15 P.2d 870 | Cal. Ct. App. | 1932
Two writs of attachment, one for a demand of $27,850 and the other for a demand of $110,690, were respectively directed to and levied by the sheriffs of Los Angeles and Tulare Counties. Thereafter, a personal judgment for $65,350 was rendered against respondent, a resident of the state of Iowa, upon her default, after constructive service of summons. Heretofore respondent, unsuccessfully, attempted, by certiorari, to have reviewed an order denying her motion to quash service of summons and, by prohibition, to prevent further proceedings. (Bullard v.Superior Court,
The record, as certified by the trial judge, consists of the judgment-roll, appellant's "affidavit for attachment against resident", two statements of her attorneys, one filed before the issuance of each writ, the two writs of attachment with the sheriff's returns, respondent's notice of motion to quash writs and vacate judgment, the affidavit of respondent's son in support of the motion, two "amended affidavits for attachment against non-resident" of appellant, filed on day of hearing and the order granting the motion. [1] Respondent's preliminary objection to consideration of the amended affidavits, because their filing marks do not show their filing prior to the hearing is untenable in view of the trial judge's certificate that they form part of the record used in the proceedings.

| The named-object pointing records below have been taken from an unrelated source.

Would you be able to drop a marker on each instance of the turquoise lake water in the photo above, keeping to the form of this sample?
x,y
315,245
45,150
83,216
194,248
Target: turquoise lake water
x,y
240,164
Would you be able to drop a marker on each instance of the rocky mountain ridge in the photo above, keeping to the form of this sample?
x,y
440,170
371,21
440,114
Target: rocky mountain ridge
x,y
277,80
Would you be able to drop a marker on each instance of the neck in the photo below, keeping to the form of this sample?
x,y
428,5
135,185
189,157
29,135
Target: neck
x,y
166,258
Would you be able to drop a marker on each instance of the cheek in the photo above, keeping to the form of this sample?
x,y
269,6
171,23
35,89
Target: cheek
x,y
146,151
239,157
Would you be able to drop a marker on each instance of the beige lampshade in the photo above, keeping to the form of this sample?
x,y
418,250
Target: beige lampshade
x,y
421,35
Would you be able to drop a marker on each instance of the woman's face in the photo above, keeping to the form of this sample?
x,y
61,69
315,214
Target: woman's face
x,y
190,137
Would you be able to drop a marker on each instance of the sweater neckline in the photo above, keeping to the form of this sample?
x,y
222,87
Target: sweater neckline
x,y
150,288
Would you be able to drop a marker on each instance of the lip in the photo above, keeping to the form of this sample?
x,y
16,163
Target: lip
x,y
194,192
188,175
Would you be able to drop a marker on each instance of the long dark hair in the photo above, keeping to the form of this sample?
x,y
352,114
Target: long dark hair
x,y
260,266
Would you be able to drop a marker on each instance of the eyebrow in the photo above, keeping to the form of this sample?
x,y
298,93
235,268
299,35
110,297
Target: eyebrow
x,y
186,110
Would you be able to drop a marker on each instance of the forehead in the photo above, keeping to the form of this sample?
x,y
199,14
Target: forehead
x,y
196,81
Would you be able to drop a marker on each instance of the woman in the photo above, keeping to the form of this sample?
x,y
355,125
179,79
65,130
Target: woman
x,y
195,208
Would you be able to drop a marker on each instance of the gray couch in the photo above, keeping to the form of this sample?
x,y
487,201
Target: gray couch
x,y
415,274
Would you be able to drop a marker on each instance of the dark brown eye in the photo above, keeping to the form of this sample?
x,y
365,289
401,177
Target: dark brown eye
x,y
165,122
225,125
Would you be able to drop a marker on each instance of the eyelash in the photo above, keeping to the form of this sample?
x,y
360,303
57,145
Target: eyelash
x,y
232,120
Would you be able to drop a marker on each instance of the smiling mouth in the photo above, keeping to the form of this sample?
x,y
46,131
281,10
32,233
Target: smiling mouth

Appellant's first affidavit stated that respondent was indebted to her in the sum of $27,850 upon an implied contract for the direct payment of money, to wit: For moneys had and received by respondent for the use and benefit of appellant and that such contract was made or is payable in this state. Both statements recited that appellant had commenced this action upon a contract for the direct payment of money, claiming in the first statement that there was due $27,850 and in the second $110,690. Clearly, appellant sought the writs under the authority of subdivision 1 of said section 537 of the Code of Civil Procedure, upon the claim that the action was in contract. In his affidavit, respondent's son said that he, as his mother's agent, handled all her business in this state, including that with appellant; that the only business between the parties consisted of an exchange of properties, a loan to appellant and a foreclosure of a mortgage, securing such loan; that respondent never received any money for appellant's use and benefit; that the sixth cause of action in the complaint was a different way of pleading the fifth cause of action, but that any claim appellant has against respondent is for damages by reason of an alleged tort, as set forth in the fifth count. This affidavit squarely raised an issue as to the nature of the action, whether in contract or in tort.
In an obvious attempt to justify the writs under subdivision 3 of said section, both amended affidavits of appellant *318 stated that respondent was indebted to her in the sum of $65,350 (the amount of the judgment); that respondent does not reside in this state and cannot, after due diligence be found within this state; and that this action is to recover a sum of money as damages arising from injury to property in this state in consequence of fraud and/or other wrongful acts of respondent. One affidavit further stated that respondent was indebted upon an implied contract for the direct payment of money, to wit: For moneys had and received for the use and benefit of appellant. The common part of these affidavits is a clear abandonment of the first claim that the action is in contract and a substitution therefor of a claim that the action is in tort.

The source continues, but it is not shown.